Using common schema styles
Your LDAP server schema may require no modification if:
• your LDAP server already contains all information required by the LDAP profile queries you want to enable
• your LDAP server uses a common schema style, and a matching predefined LDAP query configuration exists for that schema style
If both of those conditions are true, your LDAP profile configuration may also be very minimal. Some queries in LDAP profiles contain schema options that automatically configure the query to match common schema styles such as IBM Lotus Domino, Microsoft ActiveDirectory (AD), and OpenLDAP. If you will only enable those queries that have schema options, it may be sufficient to select your schema style for each query.

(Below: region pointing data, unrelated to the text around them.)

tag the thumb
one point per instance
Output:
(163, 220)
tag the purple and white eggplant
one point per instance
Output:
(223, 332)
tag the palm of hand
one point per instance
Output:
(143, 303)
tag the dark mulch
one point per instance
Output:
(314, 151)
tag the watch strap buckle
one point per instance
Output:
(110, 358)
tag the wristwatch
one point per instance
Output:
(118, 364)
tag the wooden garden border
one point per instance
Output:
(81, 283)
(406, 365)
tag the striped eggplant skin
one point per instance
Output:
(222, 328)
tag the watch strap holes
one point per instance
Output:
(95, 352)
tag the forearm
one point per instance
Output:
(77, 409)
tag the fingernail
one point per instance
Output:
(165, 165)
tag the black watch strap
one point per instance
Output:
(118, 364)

For example, your LDAP server might use an OpenLDAP-style schema, where two types of user object classes exist, but both already have mail and userPassword attributes. Your FortiMail unit is in gateway mode, and you want to use LDAP queries to use users’ email addresses to query for authentication. In this scenario, it may be sufficient to:
1. In the LDAP profile, enter the domain name or IP address of the LDAP server.

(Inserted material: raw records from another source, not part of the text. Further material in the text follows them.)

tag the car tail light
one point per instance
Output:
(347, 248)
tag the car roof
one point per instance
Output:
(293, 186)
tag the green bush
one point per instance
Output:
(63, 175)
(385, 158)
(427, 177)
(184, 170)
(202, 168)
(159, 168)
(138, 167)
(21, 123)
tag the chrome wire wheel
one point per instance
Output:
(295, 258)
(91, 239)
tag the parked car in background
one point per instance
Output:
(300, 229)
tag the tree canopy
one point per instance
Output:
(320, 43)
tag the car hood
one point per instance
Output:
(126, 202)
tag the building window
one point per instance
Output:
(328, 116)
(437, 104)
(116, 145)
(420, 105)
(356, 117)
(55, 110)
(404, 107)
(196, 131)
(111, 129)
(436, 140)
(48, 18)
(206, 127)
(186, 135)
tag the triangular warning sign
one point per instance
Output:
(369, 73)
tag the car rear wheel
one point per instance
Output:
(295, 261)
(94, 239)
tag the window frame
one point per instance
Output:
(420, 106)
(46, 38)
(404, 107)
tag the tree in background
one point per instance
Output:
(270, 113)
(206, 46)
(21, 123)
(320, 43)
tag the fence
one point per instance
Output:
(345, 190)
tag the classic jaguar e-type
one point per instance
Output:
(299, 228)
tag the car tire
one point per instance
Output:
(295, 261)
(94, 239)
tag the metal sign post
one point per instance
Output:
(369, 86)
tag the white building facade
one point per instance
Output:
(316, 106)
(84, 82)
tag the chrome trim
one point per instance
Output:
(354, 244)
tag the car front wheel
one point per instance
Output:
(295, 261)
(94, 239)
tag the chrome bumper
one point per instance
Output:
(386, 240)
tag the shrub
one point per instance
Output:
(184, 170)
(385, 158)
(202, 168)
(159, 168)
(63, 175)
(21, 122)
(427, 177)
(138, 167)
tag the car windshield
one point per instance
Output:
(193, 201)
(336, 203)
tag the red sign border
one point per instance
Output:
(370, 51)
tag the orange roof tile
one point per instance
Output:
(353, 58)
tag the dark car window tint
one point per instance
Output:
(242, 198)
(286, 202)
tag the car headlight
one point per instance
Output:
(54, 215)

2. Configure the LDAP profile queries:
• In User Query Options, select from Schema which OpenLDAP schema your user objects follow: either InetOrgPerson or InetLocalMailRecipient. Also enter the Base DN, Base DN, and Bind password to authenticate queries by the FortiMail unit and to specify which part of the directory tree to search.
• In User Authentication Options, enable the query with the option to Search user and try bind DN.
3. Configure mail domains and policies to use the LDAP profile to authenticate users and perform recipient verification.